Habillées d’une longue robe blanche décorée de coquillages, des plumes rouge dans leurs cheveux, un groupe de prêtresses nigérianes chantent pendant qu’elles sacrifient des poulets pour la déesse de la rivière, implorant son aide en ces temps difficiles.

Des milliers de personnes ont fait la route dès ce week-end vers Osogbo, à trois heures de la capitale économique Lagos, pour célébrer la déesse yoruba Osun et prier les dieux de sortir le Nigeria de la récession économique. Jusqu’à présent, les indicateurs économiques n’ont, eux, guère donné d’espoir.

“Dieu merci, nous avons toujours Osun”, confie à l’AFP la prêtresse Oyelola Elebuibon, pendant la procession menant du palais royal à la forêt sacrée, où sont dispersées des sculptures en béton en l’honneur des divinités de l’ethnie Yoruba.

Comme chaque année à la même époque, une “arugba” – femme vierge – transporte une gourde sacrée à travers les rues d’Osogbo, jusqu’à la plonger dans la rivière pour marquer le début des festivités qui dureront environ 12 jours. Autour d’elle, des hommes battent le tambour jusqu’à emporter la foule en transe. Pendant ce temps, le roi yoruba d’Osogbo et sa cour regardent la scène confortablement installés dans leurs 4×4 climatisés.

“L’eau apaise toujours”, poursuit la prêtresse. Elle affirme que prier les “orishas” (divinités) peut résoudre des problèmes sur lesquels ni la religion chrétienne, ni l’islam n’ont aucun pouvoir.

“Plus de nourriture, plus d’argent à nouveau au Nigeria, Dieu qu’as-tu fait?”, implore de son côté Olokun Gbemisola, une autre prêtresse portant de longs colliers en perles blanches. “Pardonne-nous nos péchés”, incante-t-elle, sans que l’on sache si elle s’adresse au Dieu des chrétiens ou à ses dieux traditionnels.

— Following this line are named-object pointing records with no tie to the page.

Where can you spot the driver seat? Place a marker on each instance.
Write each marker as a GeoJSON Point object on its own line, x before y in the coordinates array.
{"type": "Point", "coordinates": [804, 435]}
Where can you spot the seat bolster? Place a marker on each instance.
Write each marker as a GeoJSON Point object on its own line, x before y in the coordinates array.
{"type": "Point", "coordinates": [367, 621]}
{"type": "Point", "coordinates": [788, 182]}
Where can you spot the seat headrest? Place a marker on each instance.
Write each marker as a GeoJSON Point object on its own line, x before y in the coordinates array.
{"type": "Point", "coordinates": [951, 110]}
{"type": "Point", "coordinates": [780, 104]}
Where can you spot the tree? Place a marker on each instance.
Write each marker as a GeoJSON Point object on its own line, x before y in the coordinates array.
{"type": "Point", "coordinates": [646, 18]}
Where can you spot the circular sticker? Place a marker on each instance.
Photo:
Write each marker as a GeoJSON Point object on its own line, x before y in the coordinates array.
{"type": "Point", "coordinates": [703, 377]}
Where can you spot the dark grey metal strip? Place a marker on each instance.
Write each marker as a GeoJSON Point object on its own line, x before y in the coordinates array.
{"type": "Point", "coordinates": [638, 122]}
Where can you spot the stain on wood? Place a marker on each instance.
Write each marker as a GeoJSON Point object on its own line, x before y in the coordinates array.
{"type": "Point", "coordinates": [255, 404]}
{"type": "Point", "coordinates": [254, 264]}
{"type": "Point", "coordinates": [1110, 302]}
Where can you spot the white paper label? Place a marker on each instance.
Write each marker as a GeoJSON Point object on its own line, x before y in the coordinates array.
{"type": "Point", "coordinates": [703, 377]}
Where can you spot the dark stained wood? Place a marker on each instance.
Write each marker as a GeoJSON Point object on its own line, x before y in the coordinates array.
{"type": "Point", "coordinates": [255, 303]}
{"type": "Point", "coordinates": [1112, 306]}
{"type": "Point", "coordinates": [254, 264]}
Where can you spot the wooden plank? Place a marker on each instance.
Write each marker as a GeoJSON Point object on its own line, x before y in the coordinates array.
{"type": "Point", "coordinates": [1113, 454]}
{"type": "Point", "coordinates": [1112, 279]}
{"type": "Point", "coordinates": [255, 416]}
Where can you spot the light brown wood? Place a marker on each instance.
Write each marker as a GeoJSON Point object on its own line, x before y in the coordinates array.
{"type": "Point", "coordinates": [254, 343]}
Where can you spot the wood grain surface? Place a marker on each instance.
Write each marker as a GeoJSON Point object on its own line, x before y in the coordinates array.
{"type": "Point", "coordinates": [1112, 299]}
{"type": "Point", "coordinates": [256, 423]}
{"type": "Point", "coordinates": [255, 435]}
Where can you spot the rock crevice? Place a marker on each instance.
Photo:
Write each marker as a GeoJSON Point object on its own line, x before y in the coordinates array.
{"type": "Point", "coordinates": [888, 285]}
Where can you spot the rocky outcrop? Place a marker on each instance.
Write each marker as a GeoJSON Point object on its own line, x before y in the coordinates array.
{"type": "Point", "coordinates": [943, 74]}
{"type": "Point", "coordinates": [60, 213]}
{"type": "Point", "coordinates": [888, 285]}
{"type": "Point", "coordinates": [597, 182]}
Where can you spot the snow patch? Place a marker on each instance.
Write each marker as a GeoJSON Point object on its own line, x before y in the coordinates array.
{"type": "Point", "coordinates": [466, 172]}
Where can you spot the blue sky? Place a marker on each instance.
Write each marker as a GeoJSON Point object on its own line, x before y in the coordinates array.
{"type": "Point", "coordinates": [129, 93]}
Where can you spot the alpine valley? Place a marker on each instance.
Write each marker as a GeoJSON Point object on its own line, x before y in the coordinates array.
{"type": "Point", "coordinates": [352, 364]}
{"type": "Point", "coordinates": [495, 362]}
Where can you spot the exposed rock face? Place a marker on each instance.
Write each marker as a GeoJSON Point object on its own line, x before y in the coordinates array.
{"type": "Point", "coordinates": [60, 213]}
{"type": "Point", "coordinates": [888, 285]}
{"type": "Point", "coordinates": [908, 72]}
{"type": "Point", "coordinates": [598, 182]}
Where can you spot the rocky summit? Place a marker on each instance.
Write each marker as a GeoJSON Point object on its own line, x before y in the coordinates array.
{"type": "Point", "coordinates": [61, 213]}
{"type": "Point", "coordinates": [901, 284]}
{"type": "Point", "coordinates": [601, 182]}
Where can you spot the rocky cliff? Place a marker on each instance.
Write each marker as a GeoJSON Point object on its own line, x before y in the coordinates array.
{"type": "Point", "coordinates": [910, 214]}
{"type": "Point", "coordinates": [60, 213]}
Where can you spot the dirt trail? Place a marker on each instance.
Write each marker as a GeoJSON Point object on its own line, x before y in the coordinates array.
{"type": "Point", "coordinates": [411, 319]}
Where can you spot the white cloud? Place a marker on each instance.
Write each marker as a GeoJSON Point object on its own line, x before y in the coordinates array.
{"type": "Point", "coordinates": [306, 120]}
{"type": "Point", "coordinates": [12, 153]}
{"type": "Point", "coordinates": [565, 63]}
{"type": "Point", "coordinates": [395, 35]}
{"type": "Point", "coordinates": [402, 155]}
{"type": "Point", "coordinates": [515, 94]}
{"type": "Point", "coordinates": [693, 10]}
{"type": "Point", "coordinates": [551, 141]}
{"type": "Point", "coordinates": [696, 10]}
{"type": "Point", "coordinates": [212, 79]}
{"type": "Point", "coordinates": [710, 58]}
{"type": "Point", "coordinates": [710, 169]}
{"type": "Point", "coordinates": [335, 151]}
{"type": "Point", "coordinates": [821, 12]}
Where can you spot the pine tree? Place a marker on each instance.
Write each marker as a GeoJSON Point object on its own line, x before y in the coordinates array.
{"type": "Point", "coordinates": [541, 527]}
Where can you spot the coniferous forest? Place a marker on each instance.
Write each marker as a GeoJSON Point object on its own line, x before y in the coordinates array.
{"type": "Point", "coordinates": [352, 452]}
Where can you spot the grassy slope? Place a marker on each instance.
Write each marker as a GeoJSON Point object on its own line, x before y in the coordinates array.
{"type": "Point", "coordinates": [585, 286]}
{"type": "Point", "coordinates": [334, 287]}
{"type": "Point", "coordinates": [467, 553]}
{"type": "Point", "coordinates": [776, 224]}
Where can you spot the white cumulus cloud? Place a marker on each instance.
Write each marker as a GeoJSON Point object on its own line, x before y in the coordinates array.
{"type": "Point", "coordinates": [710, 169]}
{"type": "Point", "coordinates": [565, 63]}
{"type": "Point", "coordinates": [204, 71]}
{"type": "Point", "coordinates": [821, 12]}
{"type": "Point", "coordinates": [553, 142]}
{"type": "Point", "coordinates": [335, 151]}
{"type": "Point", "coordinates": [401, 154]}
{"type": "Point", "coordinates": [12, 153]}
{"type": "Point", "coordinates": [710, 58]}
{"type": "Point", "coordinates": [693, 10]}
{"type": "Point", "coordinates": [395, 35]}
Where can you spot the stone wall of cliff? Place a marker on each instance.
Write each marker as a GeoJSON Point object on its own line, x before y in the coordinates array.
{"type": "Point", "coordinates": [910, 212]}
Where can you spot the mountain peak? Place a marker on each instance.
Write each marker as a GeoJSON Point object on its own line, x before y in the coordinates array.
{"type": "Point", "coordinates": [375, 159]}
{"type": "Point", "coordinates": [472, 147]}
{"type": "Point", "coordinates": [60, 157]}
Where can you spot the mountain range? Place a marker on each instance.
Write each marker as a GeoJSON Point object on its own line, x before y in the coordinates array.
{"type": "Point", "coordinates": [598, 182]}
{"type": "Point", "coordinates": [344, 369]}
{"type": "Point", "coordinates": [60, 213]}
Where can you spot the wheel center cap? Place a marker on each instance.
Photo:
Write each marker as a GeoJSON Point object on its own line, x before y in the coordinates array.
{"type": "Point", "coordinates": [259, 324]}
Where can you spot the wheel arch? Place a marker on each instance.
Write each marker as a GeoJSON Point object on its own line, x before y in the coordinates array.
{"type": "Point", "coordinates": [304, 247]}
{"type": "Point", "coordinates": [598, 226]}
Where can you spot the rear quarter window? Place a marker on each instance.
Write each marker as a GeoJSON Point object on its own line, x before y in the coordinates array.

Le Nigeria est divisé en deux parties quasiment égales, entre un nord musulman et un sud chrétien, mais beaucoup parmi les deux confessions pratiquent la religion animiste traditionnelle.

Le pays est un des plus religieux au monde, et en ce moment, les 170 millions de Nigérians semblent avoir encore plus besoin de croire en quelque chose que d’habitude. Le pays traverse une grave crise économique, notamment à cause de la chute des prix du pétrole, d’où il tire l’immense majorité de ses revenus.

Les inégalités sociales dans la région du delta, où est exploité l’essentiel de l’or noir, ont fait naître des groupes armés, bien décidés à détruire ses plateformes off-shores, ses oléoducs et à mettre le pays à genoux.

Eau miraculeuse

Le secteur industriel, lui, est étranglé par le manque d’électricité et par le manque d’infrastructures en général dans le pays. L’inflation ne cesse de grimper et pendant ce temps-là, le peuple souffre.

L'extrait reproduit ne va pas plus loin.